The Kalamazoo Federal Building and U.S. Courthouse is a federal building and former post office located at 410 W. Michigan Avenue in Kalamazoo, Michigan. It was listed on the National Register of Historic Places in 2017.

==History==
Construction on Kalamazoo's downtown post office began in the 1930s as part of the New Deal program. The building was designed as a collaboration among Supervising Architect of the Treasury Louis Simon, Kalamazoo architects Rockwell Leroy and Manuel M. Newlander, and George D. Mason and Company of Detroit. Construction was completed in 1939. The building was used as a post office until 1959, when the main post office moved to a new facility on Miller Road. Between 1962 and 1963, the building was renovated to house court and federal office space.
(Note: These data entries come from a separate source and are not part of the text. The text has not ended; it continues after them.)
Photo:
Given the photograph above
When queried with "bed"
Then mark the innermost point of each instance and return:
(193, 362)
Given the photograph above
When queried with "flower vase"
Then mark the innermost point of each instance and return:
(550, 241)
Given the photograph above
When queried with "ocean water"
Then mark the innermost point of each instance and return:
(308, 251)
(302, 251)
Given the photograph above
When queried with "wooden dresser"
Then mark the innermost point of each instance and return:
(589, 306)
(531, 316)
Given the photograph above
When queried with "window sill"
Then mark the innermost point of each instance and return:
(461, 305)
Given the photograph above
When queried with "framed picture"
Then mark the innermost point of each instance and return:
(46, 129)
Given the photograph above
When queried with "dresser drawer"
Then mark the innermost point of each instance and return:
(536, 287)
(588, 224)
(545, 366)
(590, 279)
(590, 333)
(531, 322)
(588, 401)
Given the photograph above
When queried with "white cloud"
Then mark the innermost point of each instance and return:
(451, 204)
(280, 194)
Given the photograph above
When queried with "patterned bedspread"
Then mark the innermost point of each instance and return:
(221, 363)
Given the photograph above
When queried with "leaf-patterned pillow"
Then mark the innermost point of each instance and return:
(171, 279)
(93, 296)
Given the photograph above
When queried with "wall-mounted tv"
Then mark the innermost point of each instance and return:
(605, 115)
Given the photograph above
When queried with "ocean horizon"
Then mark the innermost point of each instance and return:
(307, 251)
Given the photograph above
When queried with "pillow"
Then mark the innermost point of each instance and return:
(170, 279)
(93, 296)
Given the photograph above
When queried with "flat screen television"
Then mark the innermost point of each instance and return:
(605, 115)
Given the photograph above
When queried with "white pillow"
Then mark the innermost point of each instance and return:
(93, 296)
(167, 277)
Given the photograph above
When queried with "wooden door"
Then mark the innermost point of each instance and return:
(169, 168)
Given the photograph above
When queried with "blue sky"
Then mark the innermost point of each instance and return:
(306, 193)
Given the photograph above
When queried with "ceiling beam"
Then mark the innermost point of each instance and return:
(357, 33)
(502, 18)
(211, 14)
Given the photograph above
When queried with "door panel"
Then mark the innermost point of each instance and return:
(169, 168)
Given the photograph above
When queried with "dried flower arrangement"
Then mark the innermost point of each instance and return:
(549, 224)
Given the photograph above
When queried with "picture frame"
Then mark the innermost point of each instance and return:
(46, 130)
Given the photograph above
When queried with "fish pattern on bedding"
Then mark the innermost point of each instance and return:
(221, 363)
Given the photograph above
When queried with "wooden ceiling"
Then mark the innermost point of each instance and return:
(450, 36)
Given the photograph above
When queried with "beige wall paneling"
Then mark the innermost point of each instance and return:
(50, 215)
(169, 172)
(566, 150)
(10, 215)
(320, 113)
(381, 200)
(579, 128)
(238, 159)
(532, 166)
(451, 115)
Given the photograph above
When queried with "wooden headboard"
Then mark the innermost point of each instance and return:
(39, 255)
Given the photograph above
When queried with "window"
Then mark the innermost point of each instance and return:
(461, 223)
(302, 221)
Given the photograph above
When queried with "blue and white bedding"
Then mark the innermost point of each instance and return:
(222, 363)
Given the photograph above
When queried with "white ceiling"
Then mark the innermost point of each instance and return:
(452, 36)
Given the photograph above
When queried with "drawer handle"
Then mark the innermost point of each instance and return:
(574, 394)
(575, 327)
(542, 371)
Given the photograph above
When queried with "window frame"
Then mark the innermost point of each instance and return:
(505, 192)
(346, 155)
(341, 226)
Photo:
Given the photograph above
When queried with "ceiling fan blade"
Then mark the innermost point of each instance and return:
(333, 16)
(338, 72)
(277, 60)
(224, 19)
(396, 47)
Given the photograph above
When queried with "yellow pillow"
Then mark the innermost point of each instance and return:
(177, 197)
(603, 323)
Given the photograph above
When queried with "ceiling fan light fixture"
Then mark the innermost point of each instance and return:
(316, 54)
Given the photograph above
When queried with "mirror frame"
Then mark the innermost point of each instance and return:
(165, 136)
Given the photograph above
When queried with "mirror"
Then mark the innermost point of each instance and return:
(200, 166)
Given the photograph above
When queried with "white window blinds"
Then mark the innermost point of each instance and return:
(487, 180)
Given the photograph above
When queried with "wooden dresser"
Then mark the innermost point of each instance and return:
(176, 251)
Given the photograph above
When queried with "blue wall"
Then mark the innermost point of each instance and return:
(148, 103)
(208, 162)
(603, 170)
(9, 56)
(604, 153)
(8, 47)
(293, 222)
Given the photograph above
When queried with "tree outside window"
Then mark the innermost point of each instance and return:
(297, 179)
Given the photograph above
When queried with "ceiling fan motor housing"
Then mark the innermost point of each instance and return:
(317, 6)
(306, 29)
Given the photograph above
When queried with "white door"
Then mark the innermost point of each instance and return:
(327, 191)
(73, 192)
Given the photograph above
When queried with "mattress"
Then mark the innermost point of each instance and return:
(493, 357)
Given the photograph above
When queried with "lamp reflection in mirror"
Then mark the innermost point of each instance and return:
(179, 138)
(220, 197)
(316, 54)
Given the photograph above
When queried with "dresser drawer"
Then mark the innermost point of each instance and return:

As of 2019, it continues to house federal offices, including the U.S. District Court, as well as U.S. Bankruptcy Court, Probation, Pre-trial Services, and Marshals Service.

==Description==
The Kalamazoo Federal Building is an Art Moderne building constructed of reinforced concrete, with the primary facades clad in Kasota limestone. The Michigan Avenue facade has two primary entrances, one at each end, that incorporate Art Deco metalwork. Between are tall windows separated by fluted piers, giving a vertical component to the strongly horizontal structure of the building.